Sundday, October 25, 2009
"I do not go to school and I have to work to feed myself because my father and mother both died by shells in our home," Omar told Xinhua in Mogadishu.
He says he stays with a relative but fends for himself by cleaning shoes in one of the most dangerous areas in the city, the main Bakara market, the scene of gruesome death of many including traders and shoppers.
"I saw many dead and injured people. I run when shelling begins. I am always afraid that the shells will kill me just like my father and mother," said Omar whose brother also works as shoe shiner.
He says he and his brother earn the equivalent of a U. S. dollar a day which barely covers their expenses and livelihoods. Although he has not had much schooling, Omar knows what he is missing and has plans for his future.
"I want to be a teacher and teach young children of my country.

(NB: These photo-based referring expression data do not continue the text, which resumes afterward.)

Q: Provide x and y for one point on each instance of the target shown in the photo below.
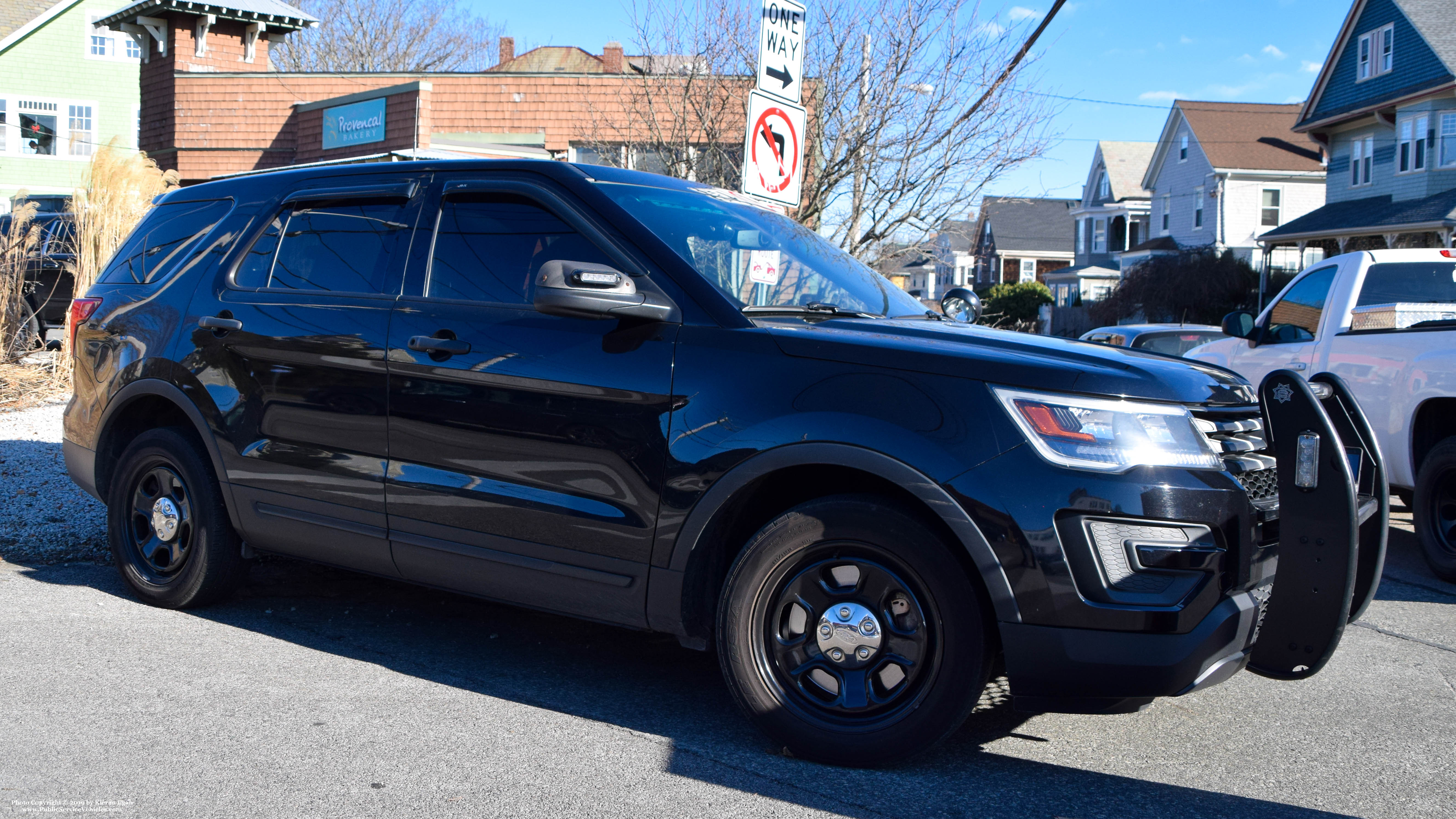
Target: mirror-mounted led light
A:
(1109, 436)
(596, 280)
(1307, 460)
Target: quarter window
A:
(161, 243)
(330, 246)
(1269, 213)
(490, 246)
(1296, 316)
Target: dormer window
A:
(1375, 53)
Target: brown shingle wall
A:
(198, 110)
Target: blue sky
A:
(1125, 52)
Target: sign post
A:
(774, 145)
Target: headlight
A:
(1107, 436)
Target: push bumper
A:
(81, 465)
(1085, 671)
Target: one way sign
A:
(781, 50)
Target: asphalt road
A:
(321, 693)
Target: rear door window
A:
(343, 246)
(1409, 281)
(1296, 316)
(164, 239)
(488, 246)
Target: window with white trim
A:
(1362, 156)
(1375, 53)
(1270, 207)
(1029, 270)
(1414, 143)
(107, 44)
(1448, 139)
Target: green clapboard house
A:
(66, 88)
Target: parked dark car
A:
(568, 388)
(1170, 340)
(49, 283)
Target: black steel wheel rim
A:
(1443, 511)
(849, 693)
(159, 524)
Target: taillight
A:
(82, 309)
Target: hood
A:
(1017, 360)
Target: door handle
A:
(217, 323)
(439, 347)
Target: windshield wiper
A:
(811, 309)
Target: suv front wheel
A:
(1435, 508)
(168, 526)
(851, 635)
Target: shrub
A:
(1015, 303)
(1197, 286)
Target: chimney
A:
(612, 57)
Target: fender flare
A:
(666, 590)
(175, 395)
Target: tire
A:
(201, 562)
(1435, 508)
(927, 638)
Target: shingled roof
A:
(1126, 165)
(1026, 224)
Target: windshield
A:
(759, 258)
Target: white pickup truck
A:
(1385, 322)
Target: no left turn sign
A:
(774, 150)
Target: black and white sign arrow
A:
(782, 75)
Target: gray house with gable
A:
(1385, 108)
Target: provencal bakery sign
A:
(354, 124)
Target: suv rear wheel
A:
(1435, 508)
(851, 635)
(168, 526)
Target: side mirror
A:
(1238, 325)
(961, 305)
(586, 290)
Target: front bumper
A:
(1088, 671)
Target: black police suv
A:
(653, 403)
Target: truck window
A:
(488, 248)
(1296, 316)
(164, 239)
(1409, 281)
(330, 246)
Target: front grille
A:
(1260, 484)
(1238, 436)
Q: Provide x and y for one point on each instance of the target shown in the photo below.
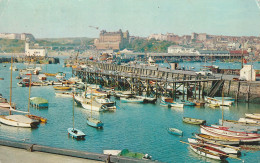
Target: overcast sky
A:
(72, 18)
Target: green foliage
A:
(152, 45)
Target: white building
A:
(180, 49)
(34, 52)
(248, 73)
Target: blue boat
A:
(95, 122)
(39, 102)
(187, 103)
(175, 131)
(75, 133)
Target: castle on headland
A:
(112, 40)
(39, 52)
(17, 36)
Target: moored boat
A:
(208, 151)
(219, 140)
(94, 122)
(62, 88)
(64, 94)
(39, 102)
(194, 121)
(175, 131)
(227, 149)
(253, 116)
(18, 121)
(131, 99)
(76, 133)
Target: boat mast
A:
(11, 86)
(91, 104)
(73, 111)
(222, 105)
(29, 94)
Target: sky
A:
(73, 18)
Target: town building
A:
(17, 36)
(112, 40)
(39, 52)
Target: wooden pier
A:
(151, 81)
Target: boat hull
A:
(75, 133)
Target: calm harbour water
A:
(137, 127)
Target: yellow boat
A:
(50, 74)
(62, 88)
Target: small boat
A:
(94, 122)
(50, 74)
(60, 75)
(39, 102)
(42, 77)
(208, 151)
(193, 121)
(249, 120)
(62, 88)
(168, 102)
(127, 153)
(186, 103)
(227, 149)
(147, 99)
(37, 118)
(218, 140)
(75, 133)
(18, 121)
(218, 101)
(131, 99)
(64, 94)
(175, 131)
(253, 116)
(18, 77)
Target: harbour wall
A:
(68, 152)
(48, 60)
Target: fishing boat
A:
(93, 122)
(194, 121)
(127, 153)
(50, 74)
(39, 102)
(227, 149)
(249, 120)
(218, 102)
(253, 116)
(64, 94)
(175, 131)
(63, 88)
(73, 132)
(186, 103)
(208, 151)
(168, 102)
(37, 118)
(233, 123)
(147, 99)
(16, 120)
(132, 99)
(119, 94)
(42, 77)
(218, 140)
(225, 132)
(60, 75)
(111, 105)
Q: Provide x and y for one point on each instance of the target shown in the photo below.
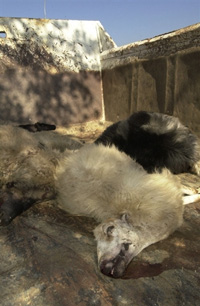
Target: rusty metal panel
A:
(50, 70)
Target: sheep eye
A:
(126, 245)
(109, 230)
(125, 218)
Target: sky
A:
(126, 21)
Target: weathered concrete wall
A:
(160, 74)
(50, 70)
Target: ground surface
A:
(48, 257)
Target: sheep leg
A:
(12, 205)
(190, 195)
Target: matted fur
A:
(155, 141)
(134, 208)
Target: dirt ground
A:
(48, 257)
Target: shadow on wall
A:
(40, 83)
(63, 98)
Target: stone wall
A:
(161, 74)
(50, 70)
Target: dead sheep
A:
(155, 141)
(134, 208)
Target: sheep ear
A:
(125, 217)
(109, 230)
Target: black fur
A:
(155, 141)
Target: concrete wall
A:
(50, 70)
(160, 74)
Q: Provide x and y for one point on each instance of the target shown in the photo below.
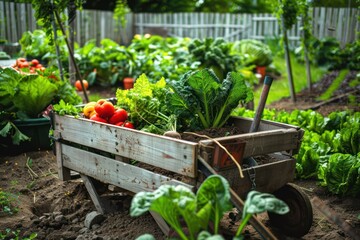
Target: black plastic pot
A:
(36, 128)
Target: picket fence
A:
(340, 23)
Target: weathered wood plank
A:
(111, 171)
(266, 177)
(260, 143)
(168, 153)
(63, 172)
(100, 205)
(244, 124)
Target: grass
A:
(280, 87)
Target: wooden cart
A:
(102, 152)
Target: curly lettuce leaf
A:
(341, 174)
(34, 95)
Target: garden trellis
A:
(341, 23)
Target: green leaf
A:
(34, 95)
(19, 136)
(6, 129)
(215, 190)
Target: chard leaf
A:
(209, 101)
(169, 201)
(215, 190)
(9, 81)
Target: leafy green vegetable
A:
(146, 102)
(334, 138)
(256, 203)
(341, 174)
(31, 98)
(216, 192)
(10, 129)
(63, 108)
(172, 203)
(214, 54)
(26, 96)
(212, 200)
(206, 102)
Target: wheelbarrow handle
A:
(264, 94)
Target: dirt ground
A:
(57, 210)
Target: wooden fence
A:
(341, 23)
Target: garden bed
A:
(45, 198)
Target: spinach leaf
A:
(201, 98)
(216, 192)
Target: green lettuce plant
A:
(178, 203)
(24, 96)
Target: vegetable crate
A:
(138, 161)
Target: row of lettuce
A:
(106, 62)
(330, 150)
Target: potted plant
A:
(23, 99)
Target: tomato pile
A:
(30, 66)
(104, 111)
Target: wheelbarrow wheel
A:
(297, 222)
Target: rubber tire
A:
(297, 222)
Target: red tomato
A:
(79, 87)
(104, 109)
(120, 124)
(34, 62)
(97, 118)
(120, 115)
(129, 125)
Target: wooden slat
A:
(63, 172)
(244, 124)
(99, 204)
(260, 143)
(111, 171)
(168, 153)
(268, 177)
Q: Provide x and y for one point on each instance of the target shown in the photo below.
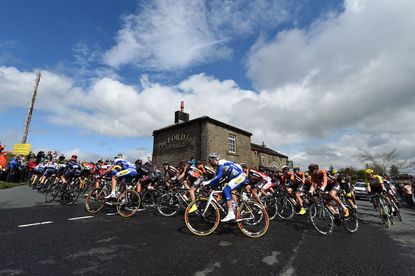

I do not want to work like this forever," said Omar as he run after a potential customer.
Hundreds of such orphaned children fend for themselves and sometimes for their families in the restive Somali capital, working in various manual jobs such as car washing, dish washing in restaurants, or as shoe shiners, cleaners, house maids, and sometimes porters.
Most of the orphans have one or both of their parents lost to either natural causes or as a result of the on-going daily violence in which Islamist fighters have been waging deadly insurgency against the Somali government since early 2007.
Some of the orphan children are lucky enough to be adopted by next of kin or member of an extended family but some, like Yahya Guled, 15, are not so lucky and are deprived of the opportunity to better life and education and brighter future for themselves.
"I have been living in the street since my parents died. My father was killed by gangs and mother was hit by stray at our home," Guled who works as porter said as he tried to carry the shopping of client in Bakara market.
He said life was tough for him but he expressed determination to work hard to be able to get an education which he believed would get him a good job and lift him out of "poverty."
"I want to be a doctor and I know that requires me to work hard to earn enough to be able to go to school," Guled told Xinhua.
Guled and Omar may have their ambitions for brighter future, but their priority for now seems to be surviving the harsh realities of a town where many much better off than they are could not remain and left for the safety of makeshift camps on the outskirts of Mogadishu.